Ты смотрел на меня пытливо, как в детстве, когда старался угадать, в каком кулаке я зажал камушек. Я пожал плечами.

— Расклады пока такие. Но все может измениться. В конце концов, я еще за него попрошу.

— Ты не выглядишь расстроенным.

— Естественно, я не в восторге от дядьки.

— Ты его обожал.

— И ты его когда-то обожал. Но мы оба знаем, что он такая мразь!

— Я только надеюсь, что ты не такая мразь.

— Да я добрейший человек из тех, что есть сейчас в Риме.

Думаю, у меня не получилось тебя убедить. Но взамен я предложил тебе, раз уж тебя так волнуют бедняки, заняться вместе со мной хлебными поставками.

— Работа не пыльная, — сказал я. — Только скучная, зато очень полезная. Ты мне поможешь, милый брат, но, главное, поможешь людям.

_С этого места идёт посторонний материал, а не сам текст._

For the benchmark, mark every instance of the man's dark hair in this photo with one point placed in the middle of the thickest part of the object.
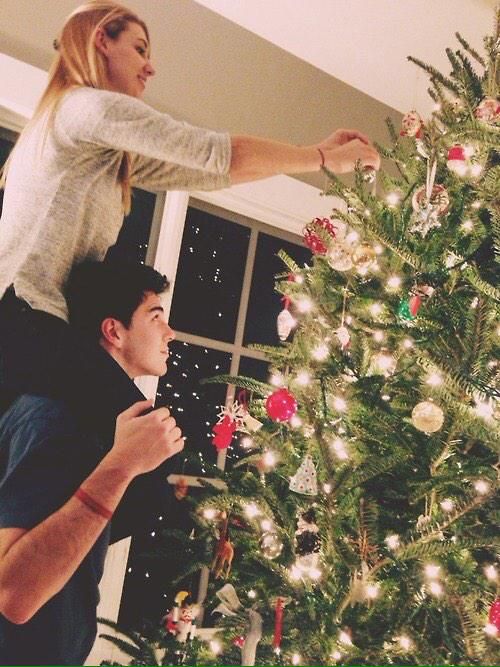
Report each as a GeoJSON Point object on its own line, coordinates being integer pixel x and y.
{"type": "Point", "coordinates": [113, 288]}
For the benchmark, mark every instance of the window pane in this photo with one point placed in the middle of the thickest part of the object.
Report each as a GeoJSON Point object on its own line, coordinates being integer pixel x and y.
{"type": "Point", "coordinates": [194, 405]}
{"type": "Point", "coordinates": [132, 242]}
{"type": "Point", "coordinates": [209, 276]}
{"type": "Point", "coordinates": [265, 304]}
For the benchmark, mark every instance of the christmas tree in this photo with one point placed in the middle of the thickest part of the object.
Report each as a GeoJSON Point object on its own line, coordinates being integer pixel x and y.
{"type": "Point", "coordinates": [363, 515]}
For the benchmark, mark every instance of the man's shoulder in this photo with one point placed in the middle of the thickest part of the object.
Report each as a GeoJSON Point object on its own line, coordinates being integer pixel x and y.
{"type": "Point", "coordinates": [40, 414]}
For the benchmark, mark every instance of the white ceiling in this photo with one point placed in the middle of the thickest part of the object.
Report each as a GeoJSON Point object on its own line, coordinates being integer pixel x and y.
{"type": "Point", "coordinates": [364, 43]}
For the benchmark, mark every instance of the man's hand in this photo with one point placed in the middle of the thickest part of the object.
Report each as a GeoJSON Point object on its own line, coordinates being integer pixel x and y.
{"type": "Point", "coordinates": [344, 148]}
{"type": "Point", "coordinates": [144, 441]}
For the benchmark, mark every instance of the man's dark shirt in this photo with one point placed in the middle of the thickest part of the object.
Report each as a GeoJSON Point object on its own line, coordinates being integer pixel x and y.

Какое счастье, что моя лень сочетается с грамотной способность к делегированию обязательств. Насколько я знаю, ты был крайне увлечен поставками зерна своим беднякам, и с этим у нас никаких проблем не возникло.

За остальные свои обязанности я перво-наперво взялся весьма горячо. Мне хотелось доказать, что я чего-то стою. И, так обычно со мной и бывает, когда я брался за что-то с желанием, у меня получалось.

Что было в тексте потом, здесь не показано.